The nurse starting the shift is determining priorities for the day. Prioritize the order that the nurse should plan to assess the four clients.
- A. Client who had a left BKA and has left foot pain of 6 on a 0 to 10 scale
- B. Client who has a right lower leg cast whose right foot is cold to the touch
- C. Client who had a THR and 200-mL wound drain output during the past 8 hours
- D. Client who had a spinal fusion and has not voided since the urinary catheter removal 4 hours ago
Correct Answer: B,A,D,C
Rationale: B. The client who has a right lower leg cast whose right foot is cold to the touch should be assessed first. The data could indicate compartment syndrome, which is an emergent condition. A. The client who had a left BKA and has left foot pain of 6 on a 0 to 10 scale should be assessed second because pain is a priority in a postoperative client and should be addressed in a timely manner, but this is not an emergent situation. D. The client who had a spinal fusion and has not voided since the urinary catheter removal 4 hours ago should be assessed third for the presence of urinary retention. Usually the client should void within 6 hours after a urinary catheter has been removed. C. The client who had a THR and 200-mL wound drain output during the past 8 hours should be assessed last. This amount of output is a common finding following a THR due to the vascular nature of the operative site.
The client has an external fixator for reduction of a tibia fracture.
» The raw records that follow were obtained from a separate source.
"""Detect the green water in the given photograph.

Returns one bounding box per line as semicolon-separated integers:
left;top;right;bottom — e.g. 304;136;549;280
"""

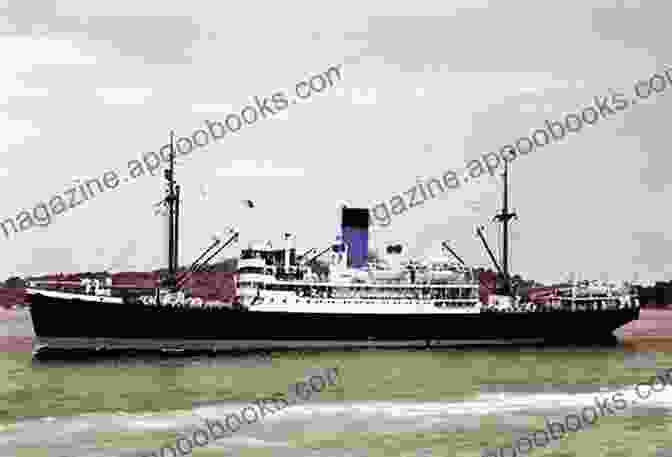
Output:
5;349;672;457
The nurse is evaluating the client's effectiveness in ambulating with crutches. Place an X on each of the three areas where the client should be bearing weight When crutch walking.
- A. The client should be bearing weight on the hand grips when bringing legs forward. When moving crutches, the weight should be borne on the unaffected leg.
Correct Answer: image
Rationale: The client should be bearing weight on the hand grips when bringing legs forward and on the unaffected leg when moving crutches to ensure proper crutch-walking technique and stability.
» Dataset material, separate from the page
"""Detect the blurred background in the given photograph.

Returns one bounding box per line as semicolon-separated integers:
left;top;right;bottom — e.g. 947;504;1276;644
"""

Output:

The nursing student is caring for the client who had a right TKR 1 day ago. Which action by the student requires the nurse to intervene?
- A. Hands the client the control for the continuous passive motion (CPM) machine
- B. Offers the client an analgesic when pain is rated at 3 on a 0 to 10 scale
- C. Repositions the leg to insert an abductor pillow between the client's legs
- D. Places an ice pack wrapped within a towel on the client's operative knee
Correct Answer: C
Rationale: C. Attempting to insert an abductor pillow may cause knee misalignment. An abductor pillow may be used for the client following a THR.
When implementing the care plan, the nurse should encourage the major intake of fluids at which time of the day?
- A. Before bedtime
- B. Early evening
- C. In the morning
- D. Midafternoon
Correct Answer: C
Rationale: Morning fluid intake promotes hydration and uric acid excretion throughout the day.